Hetty leaned back with a chesty wheeze and patted the cushion next to her. ‘Can I get you a drink, Miss Alice?’ Ted asked as the almoner sat beside his wife. The stench of rotting skin no longer hung over Hetty, but there was a faint clinical smell in the air muffled with rose water.

‘Oh no, Ted, thank you. I have come with news, as a matter of fact,’ she added, in response to their curious glances.

‘Is it Tilda?’ Hetty asked, smiling. ‘We went to see her the other day. Beautiful that place is, absolutely beautiful. She’s doing ever so well. We don’t know how to thank you, duck.’

‘That’s wonderful to hear.’ Alice said warmly, then her gaze dropped to her lap. When she looked up again, she rolled her lips in on themselves and reached for Hetty’s hand. She glanced at Ted before she spoke, who seemed to have sensed the gravity of the impending conversation. Forehead crumpled, he shuffled forwards and sat silently on his wife’s other side. ‘I don’t have any further news about Tilda, Hetty,’ Alice said, ‘but I do have some news from your doctor.’

A shadow passed across Hetty’s face. She glanced briefly at her husband then took a deep breath and focussed her eyes back on Alice. ‘Bad then, is it, duck?’ she asked, though there remained a hopeful glint in her eyes.

There was a short pause, and then Alice said softly: ‘Yes. I am afraid so, yes.’

‘But there’s still stuff they can do, I expect, Miss,’ Ted offered. ‘Those doctors work wonders these days, don’t they? Marvellous they were with Hetty when she was in for her operation. Absolutely marvellous, weren’t they, love?’
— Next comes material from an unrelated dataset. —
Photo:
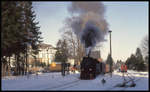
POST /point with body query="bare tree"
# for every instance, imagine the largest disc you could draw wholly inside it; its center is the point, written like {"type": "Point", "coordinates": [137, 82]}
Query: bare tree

Hetty nodded, her lower lip beginning to tremble. ‘They were, duck, absolutely marvellous.’

Perhaps moved by the hope in their voices, Alice began to answer but then faltered. She cleared her throat, and then said: ‘We can manage your pain, Hetty, but nothing more can be done to treat the disease. I’m very sorry.’

The couple stared at her in silence. After a few seconds Hetty’s right hand found Ted’s left, and then she closed her eyes. Her husband reached around with his free hand and touched her cheek with the pad of an arthritic thumb. A moment later, they leaned into one another, foreheads touching. Alice stood up and crossed the room; a deliberate kindness. After a few minutes, when they’d pulled apart, she returned. ‘There is plenty we can do to make things a bit easier for you both,’ she said, adopting a business-like tone. She knelt on the rush matting in front of them and produced a notepad from her bag. ‘Firstly, I shall apply for a crisis loan on your behalf. That way we can improve things around here and make them a bit more comfortable for you.’